Du Xingzhong, Nie Feiping, Wang Weiqing, Yang Yi, Zhou Xiaofang
IEEE Trans Neural Netw Learn Syst. 2019 Jan;30(1):201-214. doi: 10.1109/TNNLS.2018.2837100. Epub 2018 Jun 7.
In learning applications, exploring the cluster structures of the high dimensional data is an important task. It requires projecting or visualizing the cluster structures into a low dimensional space. The challenges are: 1) how to perform the projection or visualization with less information loss and 2) how to preserve the interpretability of the original data. Recent methods address these challenges simultaneously by unsupervised feature selection. They learn the cluster indicators based on the k nearest neighbor similarity graph, then select the features highly correlated with these indicators. Under this direction, many techniques, such as local discriminative analysis, nonnegative spectral analysis, nonnegative matrix factorization, etc., have been successfully introduced to make the selection more accurate. In this paper, we focus on enhancing the unsupervised feature selection in another perspective, namely, making the selection exploit the combination effect of the features. Given the expected feature amount, previous works operate on the whole features then select those of high coefficients one by one as the output. Our proposed method, instead, operates on a group of features initially then update the selection when a better group appears. Compared to the previous methods, the proposed method exploits the combination effect of the features by l norm. It improves the selection accuracy where the cluster structures are strongly related to a group of features. We conduct the experiments on six open access data sets from different domains. The experimental results show that our proposed method is more accurate than the recent methods which do not specially consider the combination effect of the features.

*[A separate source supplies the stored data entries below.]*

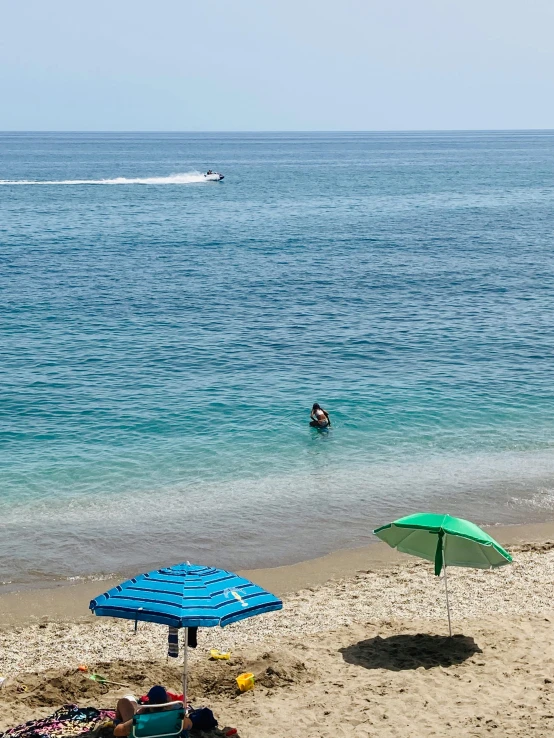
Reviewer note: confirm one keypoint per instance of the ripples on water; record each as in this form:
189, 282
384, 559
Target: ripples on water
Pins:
162, 344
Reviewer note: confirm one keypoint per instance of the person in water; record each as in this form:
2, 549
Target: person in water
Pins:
319, 417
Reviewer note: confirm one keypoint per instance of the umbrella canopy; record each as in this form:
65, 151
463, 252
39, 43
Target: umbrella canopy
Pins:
445, 540
186, 596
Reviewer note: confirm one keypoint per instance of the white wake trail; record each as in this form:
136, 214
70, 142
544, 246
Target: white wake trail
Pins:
180, 178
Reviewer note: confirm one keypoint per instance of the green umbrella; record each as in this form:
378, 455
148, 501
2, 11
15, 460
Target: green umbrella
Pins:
446, 541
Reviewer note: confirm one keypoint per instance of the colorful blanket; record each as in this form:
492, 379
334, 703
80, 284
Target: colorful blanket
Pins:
69, 720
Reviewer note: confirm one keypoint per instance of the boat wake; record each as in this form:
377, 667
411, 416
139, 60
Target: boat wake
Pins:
175, 179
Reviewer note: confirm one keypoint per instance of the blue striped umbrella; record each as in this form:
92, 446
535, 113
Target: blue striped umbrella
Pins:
186, 596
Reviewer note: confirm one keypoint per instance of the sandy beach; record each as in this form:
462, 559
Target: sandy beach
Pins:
355, 651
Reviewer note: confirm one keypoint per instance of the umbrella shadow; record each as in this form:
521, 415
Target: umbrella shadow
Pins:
401, 652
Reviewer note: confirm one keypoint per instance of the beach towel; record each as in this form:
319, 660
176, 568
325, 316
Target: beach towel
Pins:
70, 720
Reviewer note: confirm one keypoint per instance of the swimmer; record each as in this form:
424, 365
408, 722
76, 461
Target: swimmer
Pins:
319, 417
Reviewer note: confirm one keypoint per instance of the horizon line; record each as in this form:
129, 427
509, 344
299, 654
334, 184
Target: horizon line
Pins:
283, 130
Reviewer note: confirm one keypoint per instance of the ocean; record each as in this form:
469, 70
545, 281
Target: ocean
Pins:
162, 340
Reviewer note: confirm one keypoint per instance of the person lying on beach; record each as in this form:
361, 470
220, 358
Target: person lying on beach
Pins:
128, 706
320, 417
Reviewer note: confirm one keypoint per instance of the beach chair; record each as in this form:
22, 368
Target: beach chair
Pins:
160, 721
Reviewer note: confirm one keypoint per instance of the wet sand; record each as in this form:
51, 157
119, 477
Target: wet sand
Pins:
69, 601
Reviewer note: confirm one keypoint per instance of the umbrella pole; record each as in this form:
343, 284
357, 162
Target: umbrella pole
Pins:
185, 667
446, 591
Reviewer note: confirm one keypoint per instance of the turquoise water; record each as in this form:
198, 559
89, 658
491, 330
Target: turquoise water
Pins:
163, 339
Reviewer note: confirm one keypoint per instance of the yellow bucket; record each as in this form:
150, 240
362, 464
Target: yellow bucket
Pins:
245, 681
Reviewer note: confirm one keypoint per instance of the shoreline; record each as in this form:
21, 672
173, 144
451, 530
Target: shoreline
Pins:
68, 601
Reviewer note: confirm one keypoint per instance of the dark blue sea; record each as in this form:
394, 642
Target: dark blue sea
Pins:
163, 338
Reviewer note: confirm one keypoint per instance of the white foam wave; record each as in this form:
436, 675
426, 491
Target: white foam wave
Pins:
179, 178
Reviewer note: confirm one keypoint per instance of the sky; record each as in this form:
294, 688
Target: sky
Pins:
248, 65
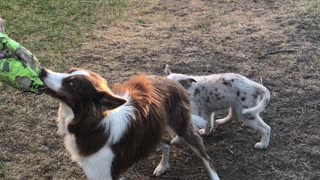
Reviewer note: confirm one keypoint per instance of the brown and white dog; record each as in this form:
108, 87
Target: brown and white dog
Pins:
107, 131
245, 99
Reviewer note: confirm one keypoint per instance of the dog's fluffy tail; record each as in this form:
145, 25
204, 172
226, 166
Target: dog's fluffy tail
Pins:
261, 105
198, 122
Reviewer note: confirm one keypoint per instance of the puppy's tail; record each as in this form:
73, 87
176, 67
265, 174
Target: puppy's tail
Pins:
198, 121
262, 104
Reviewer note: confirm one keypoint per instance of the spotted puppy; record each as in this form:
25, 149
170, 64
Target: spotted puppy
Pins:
244, 98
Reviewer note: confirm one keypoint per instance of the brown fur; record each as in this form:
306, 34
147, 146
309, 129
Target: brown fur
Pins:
158, 102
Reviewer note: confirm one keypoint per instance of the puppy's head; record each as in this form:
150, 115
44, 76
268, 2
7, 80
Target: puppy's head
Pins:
183, 79
80, 87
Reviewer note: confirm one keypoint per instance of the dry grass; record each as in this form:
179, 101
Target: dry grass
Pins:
198, 37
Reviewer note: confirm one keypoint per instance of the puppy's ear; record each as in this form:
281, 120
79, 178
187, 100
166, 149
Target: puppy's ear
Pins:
167, 71
110, 101
186, 83
1, 25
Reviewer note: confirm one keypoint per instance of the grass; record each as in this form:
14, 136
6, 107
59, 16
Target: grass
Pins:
51, 28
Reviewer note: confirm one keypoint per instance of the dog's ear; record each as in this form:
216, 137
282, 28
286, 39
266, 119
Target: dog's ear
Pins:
1, 25
110, 101
186, 83
167, 71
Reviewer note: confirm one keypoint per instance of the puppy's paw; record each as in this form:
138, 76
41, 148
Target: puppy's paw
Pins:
260, 145
220, 122
161, 169
203, 132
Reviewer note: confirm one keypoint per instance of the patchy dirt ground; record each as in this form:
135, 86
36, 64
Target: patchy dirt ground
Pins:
276, 42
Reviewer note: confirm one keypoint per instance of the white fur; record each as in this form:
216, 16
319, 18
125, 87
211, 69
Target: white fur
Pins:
231, 88
164, 165
97, 165
54, 80
198, 121
65, 117
117, 121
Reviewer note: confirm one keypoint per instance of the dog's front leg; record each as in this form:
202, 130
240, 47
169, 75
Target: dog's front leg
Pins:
164, 165
209, 127
98, 165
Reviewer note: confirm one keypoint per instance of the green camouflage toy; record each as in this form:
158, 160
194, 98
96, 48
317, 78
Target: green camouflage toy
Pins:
18, 67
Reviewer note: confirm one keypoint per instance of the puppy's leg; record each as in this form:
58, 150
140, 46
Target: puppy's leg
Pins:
164, 165
225, 120
210, 125
257, 123
196, 144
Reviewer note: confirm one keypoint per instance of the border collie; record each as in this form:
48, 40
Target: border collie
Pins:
244, 98
107, 131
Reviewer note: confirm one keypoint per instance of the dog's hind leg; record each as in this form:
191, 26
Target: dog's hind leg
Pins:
232, 114
209, 126
257, 123
195, 142
164, 165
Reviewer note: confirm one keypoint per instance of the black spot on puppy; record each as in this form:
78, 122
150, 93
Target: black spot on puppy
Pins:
227, 83
196, 91
186, 83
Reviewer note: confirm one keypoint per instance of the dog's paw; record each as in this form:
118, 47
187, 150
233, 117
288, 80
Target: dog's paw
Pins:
260, 145
221, 121
161, 169
203, 132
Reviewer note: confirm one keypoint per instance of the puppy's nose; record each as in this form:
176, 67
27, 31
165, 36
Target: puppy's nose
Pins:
43, 73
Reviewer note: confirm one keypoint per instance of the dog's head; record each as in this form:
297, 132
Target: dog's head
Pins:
79, 87
183, 79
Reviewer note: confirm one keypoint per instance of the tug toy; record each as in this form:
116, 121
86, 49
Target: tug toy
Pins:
18, 67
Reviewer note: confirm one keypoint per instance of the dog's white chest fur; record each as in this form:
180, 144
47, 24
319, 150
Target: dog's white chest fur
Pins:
95, 166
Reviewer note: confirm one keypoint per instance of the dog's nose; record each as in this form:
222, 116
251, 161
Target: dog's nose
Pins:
43, 73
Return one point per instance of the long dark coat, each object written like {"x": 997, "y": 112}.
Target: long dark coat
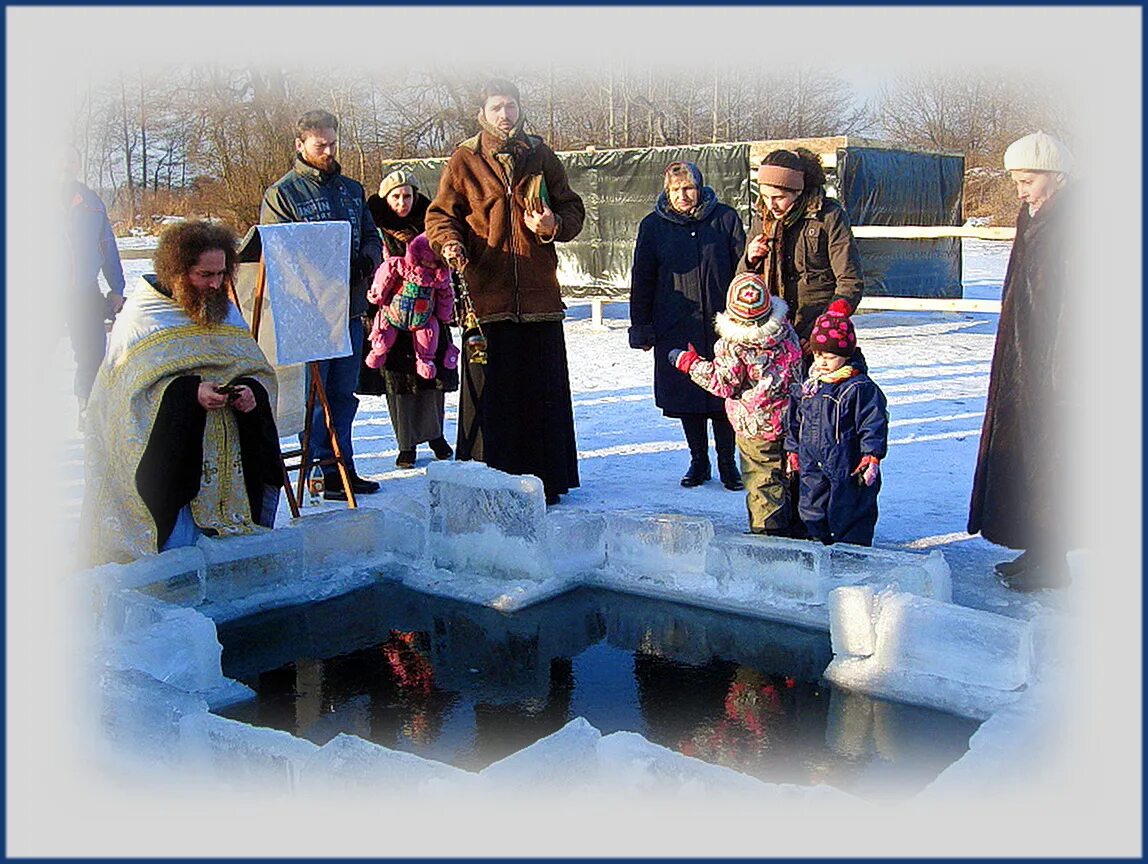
{"x": 1016, "y": 496}
{"x": 682, "y": 269}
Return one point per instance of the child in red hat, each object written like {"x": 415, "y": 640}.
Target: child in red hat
{"x": 837, "y": 435}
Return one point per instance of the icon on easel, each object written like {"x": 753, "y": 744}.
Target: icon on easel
{"x": 316, "y": 484}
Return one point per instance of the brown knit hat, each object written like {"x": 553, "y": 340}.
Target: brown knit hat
{"x": 395, "y": 179}
{"x": 832, "y": 332}
{"x": 749, "y": 297}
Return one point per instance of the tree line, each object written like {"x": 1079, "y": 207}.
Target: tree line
{"x": 207, "y": 140}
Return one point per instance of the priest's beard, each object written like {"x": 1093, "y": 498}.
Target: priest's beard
{"x": 202, "y": 306}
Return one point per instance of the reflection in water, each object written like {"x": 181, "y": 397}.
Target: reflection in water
{"x": 470, "y": 685}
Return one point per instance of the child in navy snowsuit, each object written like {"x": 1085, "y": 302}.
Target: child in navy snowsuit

在学习应用中,探索高维数据的聚类结构是一项重要任务。这需要将聚类结构投影或可视化到低维空间。面临的挑战有:1)如何在信息损失较少的情况下进行投影或可视化,以及2)如何保留原始数据的可解释性。近期的方法通过无监督特征选择同时解决了这些挑战。它们基于k近邻相似性图学习聚类指标,然后选择与这些指标高度相关的特征。在此方向上,许多技术,如局部判别分析、非负谱分析、非负矩阵分解等,已被成功引入以提高选择的准确性。在本文中,我们从另一个角度专注于增强无监督特征选择,即让选择利用特征的组合效应。给定预期的特征数量,先前的工作对所有特征进行操作,然后逐个选择系数高的特征作为输出。相反,我们提出的方法首先对一组特征进行操作,然后当出现更好的组时更新选择。与先前的方法相比,所提出的方法通过l范数利用了特征的组合效应。在聚类结构与一组特征密切相关的情况下,它提高了选择的准确性。我们在来自不同领域的六个开放获取数据集上进行了实验。实验结果表明,我们提出的方法比近期未特别考虑特征组合效应的方法更准确。